Оливье закончил читать, неторопливо свернул бумагу и сунул ее за пазуху. Потом оглядел собравшихся перед трактиром крестьян. Дюжин пять душ – мужички-работники, бабы, ребятня… Небольшая толпа ничем не отличалась от других, увиденных за утро. И следующие едва ли хоть чем-нибудь будут отличаться от этой. Четыре деревни оповещены, еще четыре на очереди.
Девенпорт смотрел на лица, темные от загара и осунувшиеся от каждодневной работы. Крестьяне прятали глаза, но он и так знал, что в них сейчас скрывалось.
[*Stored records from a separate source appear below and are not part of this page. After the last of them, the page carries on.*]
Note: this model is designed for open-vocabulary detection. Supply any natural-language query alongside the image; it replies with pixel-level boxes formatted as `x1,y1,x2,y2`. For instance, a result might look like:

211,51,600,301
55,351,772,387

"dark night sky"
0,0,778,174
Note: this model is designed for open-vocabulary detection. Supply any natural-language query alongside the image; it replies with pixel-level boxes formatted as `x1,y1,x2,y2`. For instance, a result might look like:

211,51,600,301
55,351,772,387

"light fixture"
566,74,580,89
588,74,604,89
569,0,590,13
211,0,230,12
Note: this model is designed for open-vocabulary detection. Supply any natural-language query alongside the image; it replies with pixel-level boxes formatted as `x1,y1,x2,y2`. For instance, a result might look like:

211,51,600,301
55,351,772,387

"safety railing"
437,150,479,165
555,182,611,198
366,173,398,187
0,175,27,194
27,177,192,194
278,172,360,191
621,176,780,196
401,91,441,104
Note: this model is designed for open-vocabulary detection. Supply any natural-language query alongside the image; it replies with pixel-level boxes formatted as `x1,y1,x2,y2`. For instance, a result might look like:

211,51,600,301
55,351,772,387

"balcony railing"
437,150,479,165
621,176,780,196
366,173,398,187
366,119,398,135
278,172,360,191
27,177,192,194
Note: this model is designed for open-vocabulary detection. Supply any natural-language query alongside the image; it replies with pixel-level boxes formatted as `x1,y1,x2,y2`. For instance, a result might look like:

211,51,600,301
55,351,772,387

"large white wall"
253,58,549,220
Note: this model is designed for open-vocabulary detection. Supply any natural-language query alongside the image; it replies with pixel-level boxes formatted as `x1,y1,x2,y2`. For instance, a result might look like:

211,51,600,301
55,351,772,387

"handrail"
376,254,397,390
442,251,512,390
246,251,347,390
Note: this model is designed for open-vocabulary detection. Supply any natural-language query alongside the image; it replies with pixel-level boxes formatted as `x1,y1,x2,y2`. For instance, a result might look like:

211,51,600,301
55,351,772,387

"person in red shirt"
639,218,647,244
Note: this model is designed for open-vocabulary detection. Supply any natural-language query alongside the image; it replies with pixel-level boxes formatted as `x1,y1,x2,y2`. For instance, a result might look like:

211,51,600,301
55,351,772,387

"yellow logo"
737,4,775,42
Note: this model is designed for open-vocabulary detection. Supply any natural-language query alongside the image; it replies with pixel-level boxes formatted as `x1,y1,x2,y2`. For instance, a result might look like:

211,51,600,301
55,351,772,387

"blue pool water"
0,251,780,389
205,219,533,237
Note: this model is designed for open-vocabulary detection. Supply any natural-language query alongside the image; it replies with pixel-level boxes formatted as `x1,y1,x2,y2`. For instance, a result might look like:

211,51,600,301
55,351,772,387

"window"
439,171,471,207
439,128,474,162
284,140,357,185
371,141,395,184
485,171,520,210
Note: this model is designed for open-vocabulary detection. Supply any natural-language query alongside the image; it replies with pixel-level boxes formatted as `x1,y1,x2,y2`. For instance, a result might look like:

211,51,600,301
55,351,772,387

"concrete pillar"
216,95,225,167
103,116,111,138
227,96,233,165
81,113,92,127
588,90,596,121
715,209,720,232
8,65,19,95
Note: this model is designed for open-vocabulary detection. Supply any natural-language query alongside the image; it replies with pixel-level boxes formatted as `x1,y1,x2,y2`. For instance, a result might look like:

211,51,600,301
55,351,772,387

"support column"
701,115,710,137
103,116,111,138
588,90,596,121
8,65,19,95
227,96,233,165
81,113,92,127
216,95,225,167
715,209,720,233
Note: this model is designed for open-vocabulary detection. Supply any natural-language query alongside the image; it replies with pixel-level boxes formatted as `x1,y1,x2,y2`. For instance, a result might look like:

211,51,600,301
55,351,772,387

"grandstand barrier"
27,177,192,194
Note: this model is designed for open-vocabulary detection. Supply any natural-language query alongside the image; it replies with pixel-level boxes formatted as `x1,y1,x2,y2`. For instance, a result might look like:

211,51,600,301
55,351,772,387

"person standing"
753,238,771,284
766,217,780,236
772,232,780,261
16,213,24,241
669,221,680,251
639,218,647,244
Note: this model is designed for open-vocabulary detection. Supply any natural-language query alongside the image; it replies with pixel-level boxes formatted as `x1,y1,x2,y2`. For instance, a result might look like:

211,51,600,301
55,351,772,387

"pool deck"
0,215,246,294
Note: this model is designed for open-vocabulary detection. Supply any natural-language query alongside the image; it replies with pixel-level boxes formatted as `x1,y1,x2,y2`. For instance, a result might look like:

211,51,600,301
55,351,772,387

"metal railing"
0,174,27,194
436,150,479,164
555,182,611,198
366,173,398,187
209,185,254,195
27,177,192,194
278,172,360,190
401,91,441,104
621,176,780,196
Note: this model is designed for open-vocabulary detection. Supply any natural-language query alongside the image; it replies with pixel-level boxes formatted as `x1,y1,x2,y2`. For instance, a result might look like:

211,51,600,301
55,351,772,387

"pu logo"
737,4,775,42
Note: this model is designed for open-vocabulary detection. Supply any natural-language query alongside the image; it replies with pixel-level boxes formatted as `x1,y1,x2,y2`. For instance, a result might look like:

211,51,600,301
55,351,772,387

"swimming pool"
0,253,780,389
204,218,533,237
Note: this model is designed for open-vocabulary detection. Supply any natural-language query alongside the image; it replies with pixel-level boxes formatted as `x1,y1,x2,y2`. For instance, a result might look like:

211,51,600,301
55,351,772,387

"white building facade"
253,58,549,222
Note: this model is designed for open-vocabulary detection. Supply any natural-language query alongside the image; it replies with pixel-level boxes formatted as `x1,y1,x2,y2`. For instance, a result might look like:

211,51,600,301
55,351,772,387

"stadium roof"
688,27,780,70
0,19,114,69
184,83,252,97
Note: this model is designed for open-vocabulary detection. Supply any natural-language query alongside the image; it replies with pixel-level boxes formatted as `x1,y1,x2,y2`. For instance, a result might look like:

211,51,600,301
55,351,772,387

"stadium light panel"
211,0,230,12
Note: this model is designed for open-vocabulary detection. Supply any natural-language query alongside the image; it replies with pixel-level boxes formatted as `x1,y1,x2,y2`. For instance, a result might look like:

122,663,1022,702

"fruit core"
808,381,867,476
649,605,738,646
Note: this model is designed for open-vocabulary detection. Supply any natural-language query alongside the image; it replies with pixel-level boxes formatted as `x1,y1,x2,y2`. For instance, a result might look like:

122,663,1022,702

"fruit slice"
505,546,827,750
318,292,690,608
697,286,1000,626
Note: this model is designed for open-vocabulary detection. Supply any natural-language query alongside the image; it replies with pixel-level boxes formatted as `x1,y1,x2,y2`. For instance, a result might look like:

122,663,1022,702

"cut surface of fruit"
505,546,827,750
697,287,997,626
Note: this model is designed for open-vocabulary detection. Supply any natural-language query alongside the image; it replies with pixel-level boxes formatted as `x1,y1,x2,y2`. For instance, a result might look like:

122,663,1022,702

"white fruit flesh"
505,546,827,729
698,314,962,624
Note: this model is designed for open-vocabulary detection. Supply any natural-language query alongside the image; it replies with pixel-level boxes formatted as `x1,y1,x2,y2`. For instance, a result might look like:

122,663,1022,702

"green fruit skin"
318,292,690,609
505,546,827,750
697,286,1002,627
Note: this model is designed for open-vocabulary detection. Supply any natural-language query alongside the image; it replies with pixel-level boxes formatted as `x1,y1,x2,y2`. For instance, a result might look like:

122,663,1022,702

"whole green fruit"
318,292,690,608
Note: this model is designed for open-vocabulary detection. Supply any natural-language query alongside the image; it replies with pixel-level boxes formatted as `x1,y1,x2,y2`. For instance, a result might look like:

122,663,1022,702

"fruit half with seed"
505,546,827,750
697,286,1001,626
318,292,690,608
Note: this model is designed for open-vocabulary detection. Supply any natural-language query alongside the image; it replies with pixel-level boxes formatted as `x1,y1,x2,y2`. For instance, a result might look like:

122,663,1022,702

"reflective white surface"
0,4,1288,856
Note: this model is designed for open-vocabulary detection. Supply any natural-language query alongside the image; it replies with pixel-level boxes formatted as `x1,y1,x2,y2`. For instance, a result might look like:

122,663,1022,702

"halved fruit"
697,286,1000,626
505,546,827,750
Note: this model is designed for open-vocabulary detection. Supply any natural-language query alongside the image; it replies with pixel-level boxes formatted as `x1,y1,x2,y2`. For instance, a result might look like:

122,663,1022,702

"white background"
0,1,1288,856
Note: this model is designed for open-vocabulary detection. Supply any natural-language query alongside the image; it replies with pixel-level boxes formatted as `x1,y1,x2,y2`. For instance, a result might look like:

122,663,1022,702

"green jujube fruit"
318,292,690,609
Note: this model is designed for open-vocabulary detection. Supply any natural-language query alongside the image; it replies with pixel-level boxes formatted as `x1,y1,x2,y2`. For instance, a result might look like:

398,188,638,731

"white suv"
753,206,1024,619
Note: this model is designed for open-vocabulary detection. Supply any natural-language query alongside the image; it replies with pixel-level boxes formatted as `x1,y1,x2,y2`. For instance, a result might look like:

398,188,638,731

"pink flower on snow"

Тревога. Мрачная, угрюмая тревога. Они еще толком не поняли, что прочитал незнакомый всадник, до них еще не вполне дошел смысл произнесенных им слов, а в душах людей уже поднял голову, закопошился на дне рассудка серый и скользкий страх. Они привыкли: любые вести, приезжающие на крепких лошадях под стук притороченных к седлам щитов и тяжкое позвякивание кольчуг, обычно сулят беды, в лучшем случае – новые тяготы. Таких вестей мужику всегда следует бояться. Может, ничего страшного и не случилось вовсе, но он – мужик – лучше согнется заранее: так легче сдержать натиск судьбы, не сломаться под ее гнетом.
«Ну теперь не зевайте, землерои! – мысленно воззвал к ним Девенпорт. – Чешите в город во все лопатки, целуйте в зад отца инквизитора! Доносите, пока не донесли на вас самих!»
Как всякий человек неблагородного происхождения, сумевший выбраться из колеи предначертанного и проложить через великую равнину жизни свою собственную дорогу, Оливье искренне презирал тех, кто безропотно ехал по пути, назначенному им судьбой.
Оторвав взгляд от медленно расходящихся с площади крестьян, француз посмотрел в безоблачное небо. Никак уже к полудню время подходит, а поручение барона выполнено лишь наполовину.